This invention relates to electrostatic printing and, more particularly, to an improved electrostatic printing master adapted for the use of conventional silver halide photographic techniques during preparation of the master for printing.
Electrostatic printing is well-known in the art and has been proposed as an alternative to other printing techniques. In one method of electrostatic printing, one first prepares a "master" that is capable of selectively holding electrostatic charges to form the desired image. The master is exposed to a corona discharge that forms a latent electrostatic image, and contacted with dry or liquid toner of the opposite electrostatic charge to develop the image. The toned image is then transferred to a substrate, typically paper, where the toner is fused to fix the image, and the master is returned for the next printing cycle.

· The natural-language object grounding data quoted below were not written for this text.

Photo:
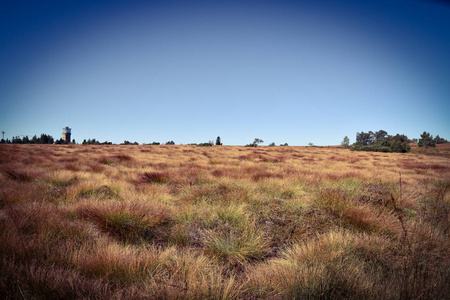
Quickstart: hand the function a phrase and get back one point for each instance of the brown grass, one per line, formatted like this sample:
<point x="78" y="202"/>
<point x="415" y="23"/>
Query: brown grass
<point x="164" y="222"/>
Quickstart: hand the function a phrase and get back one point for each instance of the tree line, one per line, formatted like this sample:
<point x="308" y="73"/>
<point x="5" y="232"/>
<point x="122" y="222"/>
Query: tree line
<point x="381" y="141"/>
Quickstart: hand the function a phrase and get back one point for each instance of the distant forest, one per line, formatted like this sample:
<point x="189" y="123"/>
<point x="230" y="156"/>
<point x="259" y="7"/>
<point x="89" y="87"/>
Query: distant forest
<point x="379" y="141"/>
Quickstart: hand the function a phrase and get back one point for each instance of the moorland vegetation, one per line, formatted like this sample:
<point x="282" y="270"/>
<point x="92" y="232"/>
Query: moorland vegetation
<point x="228" y="222"/>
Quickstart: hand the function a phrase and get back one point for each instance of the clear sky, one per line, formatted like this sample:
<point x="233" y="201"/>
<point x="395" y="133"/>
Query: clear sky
<point x="283" y="71"/>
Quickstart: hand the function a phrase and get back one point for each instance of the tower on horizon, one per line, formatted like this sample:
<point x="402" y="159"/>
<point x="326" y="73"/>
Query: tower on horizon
<point x="66" y="134"/>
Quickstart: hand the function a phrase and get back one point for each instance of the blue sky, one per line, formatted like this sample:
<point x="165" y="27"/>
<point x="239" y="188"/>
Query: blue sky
<point x="283" y="71"/>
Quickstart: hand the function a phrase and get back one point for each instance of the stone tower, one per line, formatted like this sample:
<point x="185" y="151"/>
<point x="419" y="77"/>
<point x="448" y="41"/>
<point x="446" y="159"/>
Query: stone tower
<point x="66" y="134"/>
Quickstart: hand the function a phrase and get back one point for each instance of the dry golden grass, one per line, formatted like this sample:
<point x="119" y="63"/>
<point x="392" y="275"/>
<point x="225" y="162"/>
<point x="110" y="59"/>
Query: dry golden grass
<point x="132" y="222"/>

It has been suggested in U.S. Pat. No. 4,069,759 that an improved electrostatic printing master can be fabricated by dispersing a conventional silver halide photographic salt in an insulating polymer (e.g., gelatin), and coating the dispersion on a conducting substrate. The coating is exposed imagewise, and is developed to cause the exposed silver halide to be reduced to metallic silver. The unexposed silver halide is then dissolved and removed from the coating to fix the image. While the master suggested in U.S. Pat. No. 4,069,759 offers many advantages, and permits the use of conventional aqueous silver halide photographic chemistry when gelatin is selected as the insulating polymer, it has been found that gelatin is too highly sensitive to humidity to have practical application in a typical workplace. Gelatin rapidly absorbs moisture from the air and at moderate to high humidities no longer functions as an insulating medium, but provides a conductive path that grounds surface charges imposed on the master during the electrostatic printing process.
Thus, there is a need for an improved electrostatic printing master that will offer the advantages of being based on conventional aqueous silver halide photographic chemistry and provide superior insulating properties under relative humidity conditions commonly encountered during printing.